Any bounded entire function (holomorphic on all of ℂ) must be constant. This remarkable rigidity theorem shows that the only way a holomorphic function can be bounded globally is if it doesn't vary. It follows from Cauchy's integral formula and has profound consequences, including elegant proofs of the Fundamental Theorem of Algebra.
Liouville's Theorem is a statement about the extreme rigidity of holomorphic functions — a rigidity that has no analog in real analysis. In real analysis, you can easily write bounded, non-constant smooth functions: sin(x) oscillates forever between −1 and 1. But in complex analysis, a function that is holomorphic everywhere on ℂ (called entire) and bounded must be constant. No oscillation, no variation at all. This contrast makes the theorem feel almost paradoxical at first.

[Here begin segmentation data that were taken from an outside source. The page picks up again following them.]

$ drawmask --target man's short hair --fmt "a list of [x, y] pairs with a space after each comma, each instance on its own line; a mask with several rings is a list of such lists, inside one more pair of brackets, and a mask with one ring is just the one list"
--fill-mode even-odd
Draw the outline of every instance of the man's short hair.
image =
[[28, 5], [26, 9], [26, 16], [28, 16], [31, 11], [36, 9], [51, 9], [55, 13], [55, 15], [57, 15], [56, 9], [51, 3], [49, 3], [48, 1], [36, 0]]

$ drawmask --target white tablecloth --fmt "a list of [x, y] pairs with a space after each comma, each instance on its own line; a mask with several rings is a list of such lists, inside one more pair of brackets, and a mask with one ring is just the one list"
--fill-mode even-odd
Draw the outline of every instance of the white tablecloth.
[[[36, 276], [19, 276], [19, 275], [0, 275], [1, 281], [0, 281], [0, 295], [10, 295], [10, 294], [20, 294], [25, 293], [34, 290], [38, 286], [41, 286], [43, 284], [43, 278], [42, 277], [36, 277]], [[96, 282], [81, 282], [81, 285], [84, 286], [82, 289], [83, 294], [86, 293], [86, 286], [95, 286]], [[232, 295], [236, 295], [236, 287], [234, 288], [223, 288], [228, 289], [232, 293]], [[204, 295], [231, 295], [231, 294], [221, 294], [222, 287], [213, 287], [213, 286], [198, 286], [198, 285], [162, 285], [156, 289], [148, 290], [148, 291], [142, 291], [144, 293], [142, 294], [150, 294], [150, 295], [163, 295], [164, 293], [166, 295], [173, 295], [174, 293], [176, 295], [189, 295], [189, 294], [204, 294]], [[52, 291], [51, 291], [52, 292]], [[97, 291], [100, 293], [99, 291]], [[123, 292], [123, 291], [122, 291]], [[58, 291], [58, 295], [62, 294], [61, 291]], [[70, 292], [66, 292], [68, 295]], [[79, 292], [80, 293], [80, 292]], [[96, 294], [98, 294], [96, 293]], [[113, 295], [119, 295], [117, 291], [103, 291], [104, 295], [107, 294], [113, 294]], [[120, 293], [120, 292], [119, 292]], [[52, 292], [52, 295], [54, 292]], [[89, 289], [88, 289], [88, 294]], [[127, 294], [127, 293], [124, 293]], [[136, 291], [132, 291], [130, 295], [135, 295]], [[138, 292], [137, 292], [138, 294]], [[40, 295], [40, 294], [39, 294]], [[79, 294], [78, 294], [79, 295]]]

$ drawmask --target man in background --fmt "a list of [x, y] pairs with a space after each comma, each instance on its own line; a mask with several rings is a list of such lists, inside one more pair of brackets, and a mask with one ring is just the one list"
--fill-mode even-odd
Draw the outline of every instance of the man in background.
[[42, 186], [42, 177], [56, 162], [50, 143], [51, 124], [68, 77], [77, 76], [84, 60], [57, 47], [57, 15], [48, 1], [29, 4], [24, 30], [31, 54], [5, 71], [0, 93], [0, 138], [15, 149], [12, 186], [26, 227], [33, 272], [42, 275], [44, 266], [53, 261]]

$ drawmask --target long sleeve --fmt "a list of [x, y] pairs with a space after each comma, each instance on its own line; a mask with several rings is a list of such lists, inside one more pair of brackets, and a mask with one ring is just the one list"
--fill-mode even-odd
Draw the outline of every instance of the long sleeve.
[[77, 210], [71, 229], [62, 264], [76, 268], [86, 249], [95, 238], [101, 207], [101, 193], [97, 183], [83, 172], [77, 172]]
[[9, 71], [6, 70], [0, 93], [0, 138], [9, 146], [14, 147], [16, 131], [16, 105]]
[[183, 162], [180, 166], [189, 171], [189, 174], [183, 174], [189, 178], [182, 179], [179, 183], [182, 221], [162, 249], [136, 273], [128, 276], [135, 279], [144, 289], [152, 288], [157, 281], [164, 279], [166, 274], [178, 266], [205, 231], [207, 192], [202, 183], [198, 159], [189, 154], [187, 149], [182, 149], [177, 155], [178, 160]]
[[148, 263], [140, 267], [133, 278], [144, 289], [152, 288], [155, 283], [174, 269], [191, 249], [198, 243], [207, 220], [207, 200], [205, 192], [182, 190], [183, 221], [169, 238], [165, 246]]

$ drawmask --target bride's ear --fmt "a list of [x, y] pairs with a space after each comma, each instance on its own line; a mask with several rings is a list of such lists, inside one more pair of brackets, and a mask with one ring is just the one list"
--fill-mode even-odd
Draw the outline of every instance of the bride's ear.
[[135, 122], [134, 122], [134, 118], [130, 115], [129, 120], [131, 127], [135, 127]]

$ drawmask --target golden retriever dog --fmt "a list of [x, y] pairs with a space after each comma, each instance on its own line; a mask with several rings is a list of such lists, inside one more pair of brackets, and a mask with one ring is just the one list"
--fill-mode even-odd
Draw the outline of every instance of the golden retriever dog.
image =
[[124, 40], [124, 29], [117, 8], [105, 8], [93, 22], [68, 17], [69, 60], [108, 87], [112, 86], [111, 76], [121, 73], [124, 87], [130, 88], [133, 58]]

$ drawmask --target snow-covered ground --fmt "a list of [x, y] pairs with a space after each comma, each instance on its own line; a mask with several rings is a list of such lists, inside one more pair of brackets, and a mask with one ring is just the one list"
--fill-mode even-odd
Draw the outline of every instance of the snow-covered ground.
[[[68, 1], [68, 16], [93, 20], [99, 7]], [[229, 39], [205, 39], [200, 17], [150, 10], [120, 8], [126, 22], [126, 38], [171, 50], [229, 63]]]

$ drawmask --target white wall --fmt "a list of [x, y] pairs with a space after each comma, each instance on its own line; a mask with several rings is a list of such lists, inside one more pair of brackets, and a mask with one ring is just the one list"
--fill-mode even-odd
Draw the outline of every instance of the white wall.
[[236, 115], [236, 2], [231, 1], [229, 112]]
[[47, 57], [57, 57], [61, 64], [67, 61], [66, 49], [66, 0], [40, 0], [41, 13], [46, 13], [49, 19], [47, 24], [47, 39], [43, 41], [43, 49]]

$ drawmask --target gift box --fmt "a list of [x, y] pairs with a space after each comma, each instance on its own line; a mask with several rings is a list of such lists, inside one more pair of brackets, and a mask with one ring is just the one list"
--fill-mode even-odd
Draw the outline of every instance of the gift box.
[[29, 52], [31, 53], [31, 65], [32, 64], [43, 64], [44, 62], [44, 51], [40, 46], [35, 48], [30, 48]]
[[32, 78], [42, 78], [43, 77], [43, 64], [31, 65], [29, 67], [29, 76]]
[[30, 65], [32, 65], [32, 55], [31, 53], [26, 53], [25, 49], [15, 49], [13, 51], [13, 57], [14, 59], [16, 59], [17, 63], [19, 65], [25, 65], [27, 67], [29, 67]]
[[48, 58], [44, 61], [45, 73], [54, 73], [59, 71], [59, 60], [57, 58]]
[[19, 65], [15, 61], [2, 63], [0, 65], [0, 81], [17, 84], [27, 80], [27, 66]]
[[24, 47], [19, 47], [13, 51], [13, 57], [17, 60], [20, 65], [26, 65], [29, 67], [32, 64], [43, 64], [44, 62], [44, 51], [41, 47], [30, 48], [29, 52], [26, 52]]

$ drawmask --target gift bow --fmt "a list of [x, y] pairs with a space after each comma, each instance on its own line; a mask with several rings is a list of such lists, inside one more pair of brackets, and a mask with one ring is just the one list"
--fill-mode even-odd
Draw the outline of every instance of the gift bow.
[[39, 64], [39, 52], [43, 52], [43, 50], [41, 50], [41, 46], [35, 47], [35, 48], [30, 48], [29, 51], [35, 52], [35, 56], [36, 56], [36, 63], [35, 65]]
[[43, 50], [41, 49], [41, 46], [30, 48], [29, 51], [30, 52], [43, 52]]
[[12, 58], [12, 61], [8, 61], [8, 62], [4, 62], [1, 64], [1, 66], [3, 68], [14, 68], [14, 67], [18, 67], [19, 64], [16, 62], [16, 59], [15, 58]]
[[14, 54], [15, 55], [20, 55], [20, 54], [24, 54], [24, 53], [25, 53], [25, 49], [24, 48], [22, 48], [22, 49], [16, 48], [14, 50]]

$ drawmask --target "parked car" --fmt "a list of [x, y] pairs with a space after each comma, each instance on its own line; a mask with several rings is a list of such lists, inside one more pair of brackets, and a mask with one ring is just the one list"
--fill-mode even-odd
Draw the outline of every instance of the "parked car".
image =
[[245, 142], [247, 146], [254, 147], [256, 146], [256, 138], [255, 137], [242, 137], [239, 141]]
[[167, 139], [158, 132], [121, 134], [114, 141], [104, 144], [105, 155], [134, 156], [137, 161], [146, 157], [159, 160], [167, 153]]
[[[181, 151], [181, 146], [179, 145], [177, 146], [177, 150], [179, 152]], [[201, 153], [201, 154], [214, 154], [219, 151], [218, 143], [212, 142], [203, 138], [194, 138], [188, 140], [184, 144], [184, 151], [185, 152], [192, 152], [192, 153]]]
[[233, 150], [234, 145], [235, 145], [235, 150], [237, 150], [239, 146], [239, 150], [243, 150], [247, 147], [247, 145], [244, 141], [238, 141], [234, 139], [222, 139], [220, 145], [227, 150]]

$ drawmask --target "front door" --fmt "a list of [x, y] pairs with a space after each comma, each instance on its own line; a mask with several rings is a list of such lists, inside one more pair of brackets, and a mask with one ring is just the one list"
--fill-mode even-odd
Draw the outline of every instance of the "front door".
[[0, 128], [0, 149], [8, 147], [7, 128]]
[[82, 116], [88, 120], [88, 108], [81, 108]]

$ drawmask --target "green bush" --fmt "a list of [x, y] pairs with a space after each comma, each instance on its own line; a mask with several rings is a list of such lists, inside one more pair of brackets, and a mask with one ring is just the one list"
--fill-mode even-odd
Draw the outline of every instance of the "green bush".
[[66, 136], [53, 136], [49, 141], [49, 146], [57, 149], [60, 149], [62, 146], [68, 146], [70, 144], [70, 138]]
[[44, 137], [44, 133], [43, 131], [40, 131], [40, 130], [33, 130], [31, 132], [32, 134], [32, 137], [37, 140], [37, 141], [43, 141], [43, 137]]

The proof comes directly from Cauchy's integral formula for derivatives, your prerequisite. That formula says: for a holomorphic function f and a circle of radius R centered at a point z₀, the derivative f'(z₀) = (1/2πi) ∮ f(z)/(z − z₀)² dz. The crucial estimate is to bound the modulus of this integral. The integrand has modulus |f(z)|/|z − z₀|² ≤ M/R² (where M is the bound on |f|), and the circle has circumference 2πR. Therefore |f'(z₀)| ≤ (1/2π) · (M/R²) · 2πR = M/R. This holds for every R, because the function is entire — we can take the circle as large as we wish. Sending R → ∞ forces |f'(z₀)| ≤ 0, so f'(z₀) = 0. Since z₀ was arbitrary, f' ≡ 0 everywhere, meaning f is constant.
The key insight is that boundedness, combined with holomorphicity, destroys the derivative through a size argument: as the circle grows, the bound M/R shrinks to zero. In real analysis, you cannot make this argument — the integral formulas for real functions don't have the same structure. Complex differentiability is far stronger than real differentiability, and Liouville's Theorem is one of its sharpest consequences.
The most celebrated application is a one-paragraph proof of the Fundamental Theorem of Algebra: every non-constant polynomial p(z) has a root in ℂ. Suppose p has no roots; then 1/p(z) is entire (no zeros means no poles). For large |z|, |p(z)| → ∞, so |1/p(z)| → 0, making 1/p bounded. By Liouville's Theorem, 1/p is constant — but that would make p constant, contradicting our assumption. Therefore p must have a root. The entire proof is: "assume no root → get bounded entire function → Liouville says it's constant → contradiction." Liouville's Theorem is the engine that makes this two-line proof work.